If an exception is thrown when a PDF document is extracted: Java. Lang. throwable: Warning: You did not close the PDF document, see the following information:

1. http://lqw.iteye.com/blog/721568

2. http://blog.csdn.net/rxr1st/article/details/2204460

 

On the SOLR official website, you can see:

Rich document parsing and indexing (PDF, word, HTML, etc) using Apache Tika

Tika seems to include some parsing jar files such as poi and Consumer box. Let's take a look at how to parse PDF files in SOLR. It is estimated that it depends on the configuration file.

References:

1. http://blog.163.com/lewutian@126/blog/static/163824796201041131910140/

2. http://blog.csdn.net/iamwangbao/archive/2009/11/04/4767387.aspx

 

Contact Us

The content source of this page is from Internet, which doesn't represent Alibaba Cloud's opinion; products and services mentioned on that page don't have any relationship with Alibaba Cloud. If the content of the page makes you feel confusing, please write us an email, we will handle the problem within 5 days after receiving your email.

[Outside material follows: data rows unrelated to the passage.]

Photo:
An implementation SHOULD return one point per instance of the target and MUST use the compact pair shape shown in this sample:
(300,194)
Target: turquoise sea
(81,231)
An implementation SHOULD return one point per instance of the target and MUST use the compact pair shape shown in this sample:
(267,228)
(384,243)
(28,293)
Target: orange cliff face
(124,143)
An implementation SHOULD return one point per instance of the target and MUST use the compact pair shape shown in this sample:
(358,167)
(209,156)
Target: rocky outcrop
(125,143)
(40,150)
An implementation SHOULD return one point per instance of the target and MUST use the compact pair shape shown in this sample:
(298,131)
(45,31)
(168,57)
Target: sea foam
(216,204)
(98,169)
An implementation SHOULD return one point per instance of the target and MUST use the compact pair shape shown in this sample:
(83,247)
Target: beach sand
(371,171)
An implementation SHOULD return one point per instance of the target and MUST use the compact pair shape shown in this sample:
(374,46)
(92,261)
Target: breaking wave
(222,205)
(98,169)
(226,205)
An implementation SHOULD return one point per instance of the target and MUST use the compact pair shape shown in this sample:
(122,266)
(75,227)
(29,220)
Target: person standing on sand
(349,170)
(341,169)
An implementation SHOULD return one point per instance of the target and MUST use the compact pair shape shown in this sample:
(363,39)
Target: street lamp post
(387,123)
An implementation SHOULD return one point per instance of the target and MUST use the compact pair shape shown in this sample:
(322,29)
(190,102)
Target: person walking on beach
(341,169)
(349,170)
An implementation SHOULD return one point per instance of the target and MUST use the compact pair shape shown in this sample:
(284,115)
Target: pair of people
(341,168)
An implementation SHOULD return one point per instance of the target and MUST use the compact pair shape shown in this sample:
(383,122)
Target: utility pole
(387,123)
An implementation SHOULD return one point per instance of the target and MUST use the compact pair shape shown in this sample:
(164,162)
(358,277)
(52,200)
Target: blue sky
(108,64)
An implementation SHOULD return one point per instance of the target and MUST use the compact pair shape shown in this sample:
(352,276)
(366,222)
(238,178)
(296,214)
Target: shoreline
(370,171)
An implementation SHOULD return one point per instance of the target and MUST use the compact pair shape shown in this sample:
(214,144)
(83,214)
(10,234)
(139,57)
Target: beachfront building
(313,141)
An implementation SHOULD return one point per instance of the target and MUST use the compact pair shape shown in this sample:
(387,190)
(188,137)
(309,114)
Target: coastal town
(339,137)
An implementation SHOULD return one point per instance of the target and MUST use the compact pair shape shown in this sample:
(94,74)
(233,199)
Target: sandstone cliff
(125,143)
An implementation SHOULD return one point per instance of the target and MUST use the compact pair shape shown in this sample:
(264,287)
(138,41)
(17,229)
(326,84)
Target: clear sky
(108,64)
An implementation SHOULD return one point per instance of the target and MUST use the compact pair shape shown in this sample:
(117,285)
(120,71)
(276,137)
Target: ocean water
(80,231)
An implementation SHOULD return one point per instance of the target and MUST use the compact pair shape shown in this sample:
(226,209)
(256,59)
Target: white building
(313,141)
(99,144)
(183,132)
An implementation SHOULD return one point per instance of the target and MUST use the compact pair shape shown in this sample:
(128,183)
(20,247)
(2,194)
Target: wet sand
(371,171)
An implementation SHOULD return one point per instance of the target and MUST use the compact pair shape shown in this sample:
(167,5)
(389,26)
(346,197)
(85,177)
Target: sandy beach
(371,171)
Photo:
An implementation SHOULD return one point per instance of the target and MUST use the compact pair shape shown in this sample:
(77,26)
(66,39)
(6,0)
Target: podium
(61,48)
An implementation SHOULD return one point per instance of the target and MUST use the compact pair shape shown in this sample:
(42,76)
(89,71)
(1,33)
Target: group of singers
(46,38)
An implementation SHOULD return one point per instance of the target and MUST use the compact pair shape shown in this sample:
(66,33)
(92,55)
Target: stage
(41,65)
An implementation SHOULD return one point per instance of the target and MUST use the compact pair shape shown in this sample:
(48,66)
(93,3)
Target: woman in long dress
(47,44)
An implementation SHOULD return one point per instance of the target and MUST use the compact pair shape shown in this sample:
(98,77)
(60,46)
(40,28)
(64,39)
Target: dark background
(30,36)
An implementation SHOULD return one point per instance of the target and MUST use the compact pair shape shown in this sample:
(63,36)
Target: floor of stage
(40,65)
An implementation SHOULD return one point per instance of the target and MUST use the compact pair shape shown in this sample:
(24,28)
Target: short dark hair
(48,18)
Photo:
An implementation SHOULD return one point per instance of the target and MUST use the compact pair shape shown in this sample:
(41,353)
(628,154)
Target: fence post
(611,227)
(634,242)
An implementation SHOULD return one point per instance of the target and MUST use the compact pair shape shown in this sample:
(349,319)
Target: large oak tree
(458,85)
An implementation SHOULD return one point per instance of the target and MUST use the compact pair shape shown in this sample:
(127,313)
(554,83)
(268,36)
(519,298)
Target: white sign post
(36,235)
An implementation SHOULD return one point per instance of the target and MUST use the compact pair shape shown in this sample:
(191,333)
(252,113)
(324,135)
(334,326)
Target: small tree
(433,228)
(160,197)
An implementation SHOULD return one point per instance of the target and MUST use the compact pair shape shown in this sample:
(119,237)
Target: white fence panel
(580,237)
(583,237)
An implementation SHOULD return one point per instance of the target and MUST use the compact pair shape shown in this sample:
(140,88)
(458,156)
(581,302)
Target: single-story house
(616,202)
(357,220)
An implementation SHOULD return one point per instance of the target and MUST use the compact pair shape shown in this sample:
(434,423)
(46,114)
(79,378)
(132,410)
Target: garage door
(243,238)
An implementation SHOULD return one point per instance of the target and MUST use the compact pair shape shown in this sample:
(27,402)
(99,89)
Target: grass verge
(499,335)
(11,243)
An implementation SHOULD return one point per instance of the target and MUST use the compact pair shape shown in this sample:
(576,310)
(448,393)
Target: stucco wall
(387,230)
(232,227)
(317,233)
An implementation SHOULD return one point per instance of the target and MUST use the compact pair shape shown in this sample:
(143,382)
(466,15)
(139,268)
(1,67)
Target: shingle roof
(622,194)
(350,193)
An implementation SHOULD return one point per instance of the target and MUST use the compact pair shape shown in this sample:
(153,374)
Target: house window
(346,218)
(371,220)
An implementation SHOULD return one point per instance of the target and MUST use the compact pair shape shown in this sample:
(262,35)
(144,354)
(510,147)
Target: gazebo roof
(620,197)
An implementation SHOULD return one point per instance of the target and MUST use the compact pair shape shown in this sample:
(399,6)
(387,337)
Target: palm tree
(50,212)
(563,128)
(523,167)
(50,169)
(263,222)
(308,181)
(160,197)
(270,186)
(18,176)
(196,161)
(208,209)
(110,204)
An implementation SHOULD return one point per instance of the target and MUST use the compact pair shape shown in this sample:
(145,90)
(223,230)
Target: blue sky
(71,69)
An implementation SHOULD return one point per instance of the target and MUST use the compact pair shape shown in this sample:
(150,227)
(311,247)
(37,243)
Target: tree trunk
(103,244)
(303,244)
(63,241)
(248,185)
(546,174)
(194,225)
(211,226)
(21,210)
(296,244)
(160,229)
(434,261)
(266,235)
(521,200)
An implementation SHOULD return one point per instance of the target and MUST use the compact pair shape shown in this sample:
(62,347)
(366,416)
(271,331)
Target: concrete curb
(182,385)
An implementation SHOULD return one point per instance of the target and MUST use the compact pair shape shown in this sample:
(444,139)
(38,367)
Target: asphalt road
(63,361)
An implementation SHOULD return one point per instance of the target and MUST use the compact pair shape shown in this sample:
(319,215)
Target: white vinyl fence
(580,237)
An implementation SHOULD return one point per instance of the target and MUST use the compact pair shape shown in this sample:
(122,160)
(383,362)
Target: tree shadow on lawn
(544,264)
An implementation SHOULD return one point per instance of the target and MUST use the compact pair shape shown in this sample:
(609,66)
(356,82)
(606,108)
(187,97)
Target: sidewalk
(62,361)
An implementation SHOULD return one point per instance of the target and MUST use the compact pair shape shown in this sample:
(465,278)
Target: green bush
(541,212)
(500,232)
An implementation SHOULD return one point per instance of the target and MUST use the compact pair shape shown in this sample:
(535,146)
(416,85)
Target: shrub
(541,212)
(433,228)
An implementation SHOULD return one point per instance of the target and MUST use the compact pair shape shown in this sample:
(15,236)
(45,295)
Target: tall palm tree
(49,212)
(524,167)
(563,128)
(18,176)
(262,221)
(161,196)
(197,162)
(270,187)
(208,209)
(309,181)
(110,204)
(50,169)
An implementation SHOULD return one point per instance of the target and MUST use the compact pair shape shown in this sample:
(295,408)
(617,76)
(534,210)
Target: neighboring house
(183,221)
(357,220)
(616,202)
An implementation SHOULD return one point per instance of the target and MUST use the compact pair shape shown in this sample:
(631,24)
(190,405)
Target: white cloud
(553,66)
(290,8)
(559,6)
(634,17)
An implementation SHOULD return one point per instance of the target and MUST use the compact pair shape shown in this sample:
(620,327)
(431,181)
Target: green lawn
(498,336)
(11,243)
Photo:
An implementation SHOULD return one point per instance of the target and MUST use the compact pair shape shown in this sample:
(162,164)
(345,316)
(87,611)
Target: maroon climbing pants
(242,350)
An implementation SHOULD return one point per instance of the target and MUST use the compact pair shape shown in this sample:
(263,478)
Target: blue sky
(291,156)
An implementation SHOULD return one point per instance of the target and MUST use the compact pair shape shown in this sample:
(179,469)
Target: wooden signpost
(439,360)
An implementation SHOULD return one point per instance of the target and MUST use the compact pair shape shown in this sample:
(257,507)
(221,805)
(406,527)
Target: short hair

If you find any instances of plagiarism from the community, please send an email to: info-contact@alibabacloud.com and provide relevant evidence. A staff member will contact you within 5 working days.

A Free Trial That Lets You Build Big!

Start building with 50+ products and up to 12 months usage for Elastic Compute Service

  • Sales Support

    1 on 1 presale consultation

  • After-Sales Support

    24/7 Technical Support 6 Free Tickets per Quarter Faster Response

  • Alibaba Cloud offers highly flexible support services tailored to meet your exact needs.